Employment Tax Evasion Schemes Employment tax evasion schemes can take a collection of forms. Some of the more prevalent methods of evasion consist of pyramiding, employee leasing, paying employees in cash, filing false payroll tax returns or failing to file payroll tax returns. Pyramiding "Pyramiding" of employment taxes is a fraudulent practice where a enterprise withholds taxes from its employees but intentionally fails to remit them to the relevant departments. Businesses complex in pyramiding oftentimes file for bankruptcy to removal the liabilities accrued and then start a new enterprise under a distinct name and begin a new scheme. Employment Leasing employee leasing is another legal enterprise practice, which is sometimes field to abuse.
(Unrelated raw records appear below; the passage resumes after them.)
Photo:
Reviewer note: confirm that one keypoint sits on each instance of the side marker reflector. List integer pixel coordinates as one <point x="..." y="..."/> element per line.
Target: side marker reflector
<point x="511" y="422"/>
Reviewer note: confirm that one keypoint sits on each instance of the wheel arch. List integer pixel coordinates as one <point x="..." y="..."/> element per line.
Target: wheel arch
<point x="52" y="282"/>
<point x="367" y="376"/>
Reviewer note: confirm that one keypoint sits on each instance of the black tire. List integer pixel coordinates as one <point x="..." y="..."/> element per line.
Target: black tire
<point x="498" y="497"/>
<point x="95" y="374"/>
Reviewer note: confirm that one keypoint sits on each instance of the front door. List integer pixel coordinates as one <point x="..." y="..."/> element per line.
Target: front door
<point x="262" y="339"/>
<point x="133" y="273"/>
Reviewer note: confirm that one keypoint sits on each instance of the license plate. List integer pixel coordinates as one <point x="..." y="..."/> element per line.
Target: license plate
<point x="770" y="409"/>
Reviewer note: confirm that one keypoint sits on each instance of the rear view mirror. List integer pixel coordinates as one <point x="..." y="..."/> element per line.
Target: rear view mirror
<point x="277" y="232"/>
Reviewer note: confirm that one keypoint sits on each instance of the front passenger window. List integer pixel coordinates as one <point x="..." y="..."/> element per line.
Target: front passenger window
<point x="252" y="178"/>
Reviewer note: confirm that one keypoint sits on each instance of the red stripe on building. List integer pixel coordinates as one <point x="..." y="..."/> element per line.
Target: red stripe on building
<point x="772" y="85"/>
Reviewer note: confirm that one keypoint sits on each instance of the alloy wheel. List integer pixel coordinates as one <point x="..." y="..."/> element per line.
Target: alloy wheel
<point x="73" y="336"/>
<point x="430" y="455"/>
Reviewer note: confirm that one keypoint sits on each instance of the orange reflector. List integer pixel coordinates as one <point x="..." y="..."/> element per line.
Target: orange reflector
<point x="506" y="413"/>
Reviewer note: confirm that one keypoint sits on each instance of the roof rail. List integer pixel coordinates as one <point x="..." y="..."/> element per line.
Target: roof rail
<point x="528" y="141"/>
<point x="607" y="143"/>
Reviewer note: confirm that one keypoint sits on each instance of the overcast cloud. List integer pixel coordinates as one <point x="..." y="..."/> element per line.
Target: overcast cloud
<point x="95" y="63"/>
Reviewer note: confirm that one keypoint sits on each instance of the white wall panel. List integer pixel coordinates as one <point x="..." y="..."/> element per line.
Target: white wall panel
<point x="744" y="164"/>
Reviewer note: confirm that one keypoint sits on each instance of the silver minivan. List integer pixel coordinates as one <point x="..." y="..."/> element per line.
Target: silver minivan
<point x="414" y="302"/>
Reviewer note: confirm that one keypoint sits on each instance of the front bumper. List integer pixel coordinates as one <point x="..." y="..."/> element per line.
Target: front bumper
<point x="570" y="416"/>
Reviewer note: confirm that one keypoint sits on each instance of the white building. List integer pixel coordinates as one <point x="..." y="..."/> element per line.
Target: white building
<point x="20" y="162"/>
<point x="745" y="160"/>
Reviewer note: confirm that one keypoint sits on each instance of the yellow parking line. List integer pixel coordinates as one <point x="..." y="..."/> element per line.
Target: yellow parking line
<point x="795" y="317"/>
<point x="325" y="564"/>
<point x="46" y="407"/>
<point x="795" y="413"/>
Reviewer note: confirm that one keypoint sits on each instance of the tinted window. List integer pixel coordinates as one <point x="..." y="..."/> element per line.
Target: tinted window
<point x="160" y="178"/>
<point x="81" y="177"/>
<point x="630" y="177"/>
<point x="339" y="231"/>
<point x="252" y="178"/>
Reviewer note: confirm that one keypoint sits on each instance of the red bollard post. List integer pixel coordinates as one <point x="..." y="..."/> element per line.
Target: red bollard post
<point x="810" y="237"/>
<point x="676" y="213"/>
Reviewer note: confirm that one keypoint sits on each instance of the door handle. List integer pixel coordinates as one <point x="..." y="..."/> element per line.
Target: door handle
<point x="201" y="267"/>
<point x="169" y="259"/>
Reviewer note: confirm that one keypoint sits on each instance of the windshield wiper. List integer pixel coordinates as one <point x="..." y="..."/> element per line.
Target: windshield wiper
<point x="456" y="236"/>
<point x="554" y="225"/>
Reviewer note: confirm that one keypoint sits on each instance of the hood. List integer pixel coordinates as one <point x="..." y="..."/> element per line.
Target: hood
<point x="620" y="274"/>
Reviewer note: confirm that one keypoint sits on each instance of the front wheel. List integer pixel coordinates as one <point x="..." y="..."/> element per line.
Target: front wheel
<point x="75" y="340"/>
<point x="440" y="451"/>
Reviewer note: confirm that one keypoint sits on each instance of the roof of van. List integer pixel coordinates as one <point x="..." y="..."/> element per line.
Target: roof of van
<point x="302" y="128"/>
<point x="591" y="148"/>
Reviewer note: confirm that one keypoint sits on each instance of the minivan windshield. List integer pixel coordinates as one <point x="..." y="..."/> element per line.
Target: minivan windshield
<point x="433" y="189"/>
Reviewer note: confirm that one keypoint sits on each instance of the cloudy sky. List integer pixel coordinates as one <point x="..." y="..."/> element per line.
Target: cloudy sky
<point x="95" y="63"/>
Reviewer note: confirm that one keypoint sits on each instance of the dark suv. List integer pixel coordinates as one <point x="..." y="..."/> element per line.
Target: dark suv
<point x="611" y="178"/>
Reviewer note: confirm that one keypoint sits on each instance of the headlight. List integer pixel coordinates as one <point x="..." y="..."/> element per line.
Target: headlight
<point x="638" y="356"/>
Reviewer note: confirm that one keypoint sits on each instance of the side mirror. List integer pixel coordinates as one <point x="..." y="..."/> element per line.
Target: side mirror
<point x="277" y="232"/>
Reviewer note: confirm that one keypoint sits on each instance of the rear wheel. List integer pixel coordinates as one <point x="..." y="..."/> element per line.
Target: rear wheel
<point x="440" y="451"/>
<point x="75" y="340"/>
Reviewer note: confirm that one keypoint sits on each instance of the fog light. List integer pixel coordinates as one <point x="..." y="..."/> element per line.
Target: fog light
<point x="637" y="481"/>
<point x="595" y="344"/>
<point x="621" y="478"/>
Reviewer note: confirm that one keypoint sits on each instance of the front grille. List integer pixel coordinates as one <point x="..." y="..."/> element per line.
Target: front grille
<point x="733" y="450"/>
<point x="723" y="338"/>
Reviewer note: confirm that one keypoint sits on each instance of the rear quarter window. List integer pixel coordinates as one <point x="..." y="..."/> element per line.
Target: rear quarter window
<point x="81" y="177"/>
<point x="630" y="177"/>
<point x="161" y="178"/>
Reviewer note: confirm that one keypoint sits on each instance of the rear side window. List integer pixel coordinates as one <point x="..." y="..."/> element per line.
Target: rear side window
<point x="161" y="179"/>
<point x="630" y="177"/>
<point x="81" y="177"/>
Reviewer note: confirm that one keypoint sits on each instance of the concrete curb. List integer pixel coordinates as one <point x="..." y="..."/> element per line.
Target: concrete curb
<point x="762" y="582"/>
Employee leasing is the practice of contracting with exterior businesses to deal with all administrative, personnel, and payroll concerns for employees. In some instances, employee-leasing companies fail to pay over to the authorities any portion of the collected employment taxes. These taxes are often spent by the owners on enterprise or personal expenses. Often the enterprise dissolves, leaving millions in employment taxes unpaid. Paying Employees in Cash Paying employees in whole or partially in cash is a common formula of evading income and employment taxes resulting in lost tax income to the government and the loss or discount of future social benefits. Filing False Payroll Tax Returns or Failing to File Payroll Tax Returns preparation false payroll tax returns understating the amount of wages on which taxes are owed, or failing to file employment tax returns are methods generally used to evade employment taxes. Payments of Benefits These consist of free benefits such as personal entertainment, inordinate allowances for foreign travel, provision of educational schemes (foreign education) to only adored employees, car and driver paid by enterprise etc are uncomplicated examples.

Conclusion

I hope that I have made clear the unlikeness between doing things right and no ifs ands or buts and in a fraudulent manner. whether you are a taxpayer or a counselor it is important to make sure that you understand the nuances of good tax planning. Whilst it is understood that tax planning is becoming more difficult and there is only a thin line between what is right and wrong it obviously requires the master to do the needful. any way be rigorous not to be tricked by those who claim to be experts in tax planning when they are mere computational experts.